Here’s a letter that I sent today to the New York Times:
Paul Krugman continues his
drumbeat message that ordinary Americans are stagnating economically
("Winter of Our Discontent," November 26). But data that he frequently
cites to support his claim (especially from economists Thomas Piketty and Emmanuel Saez) are
not of real flesh-and-blood persons through time; they are of
statistical categories such as deciles or quintiles of income earners.
Changing demographics and movements of persons from quintile to
quintile mask potentially huge changes in the underlying reality.
Sure
enough, recent data from the IRS that are of real-life persons reveal
that ordinary Americans are prospering.

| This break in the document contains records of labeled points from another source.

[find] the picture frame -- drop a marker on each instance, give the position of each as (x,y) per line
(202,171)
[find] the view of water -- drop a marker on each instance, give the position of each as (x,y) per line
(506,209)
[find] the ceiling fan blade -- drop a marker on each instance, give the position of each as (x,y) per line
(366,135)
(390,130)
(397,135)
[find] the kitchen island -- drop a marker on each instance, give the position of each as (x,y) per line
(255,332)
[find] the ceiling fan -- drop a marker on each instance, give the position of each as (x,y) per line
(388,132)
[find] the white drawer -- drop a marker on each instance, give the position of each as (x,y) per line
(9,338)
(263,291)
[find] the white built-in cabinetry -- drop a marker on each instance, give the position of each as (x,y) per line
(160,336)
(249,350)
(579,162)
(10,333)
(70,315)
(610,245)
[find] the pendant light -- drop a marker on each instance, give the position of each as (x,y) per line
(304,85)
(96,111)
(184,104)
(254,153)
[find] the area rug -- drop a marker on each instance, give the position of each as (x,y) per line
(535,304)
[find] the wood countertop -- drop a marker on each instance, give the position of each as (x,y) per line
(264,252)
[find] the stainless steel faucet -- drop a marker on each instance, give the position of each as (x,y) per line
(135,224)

Economist Thomas Sowell
summarizes some germane revelations of these data: "People in the
bottom fifth of income-tax filers in 1996 saw their incomes rise 91
percent by 2005. The top 1 percent … saw their incomes decline a
whopping 26 percent. Meanwhile, the average taxpayers’ real income
rose 24 percent between 1996 and 2005."
Sincerely,
Donald J. Boudreaux
A caveat: I briefly looked for these IRS data on line and couldn’t find them (a fact, I’m certain, due to my being pressed today for time). Sowell doesn’t say if these data are adjusted for inflation or not. My guess is that they are so adjusted. But even if the reported percentage changes are in nominal dollars, then (1) the growth by 2005 in the real incomes of 1996’s bottom fifth of income-tax filers would still be an impressively large 73 percent, and (2) the fall by 2005 in the incomes of 1996’s top one percent of income-tax filers would be even larger than what the nominal figures (if nominal they be) suggest.
UPDATE: Tom Armstrong sent to me the pdf containing the IRS data.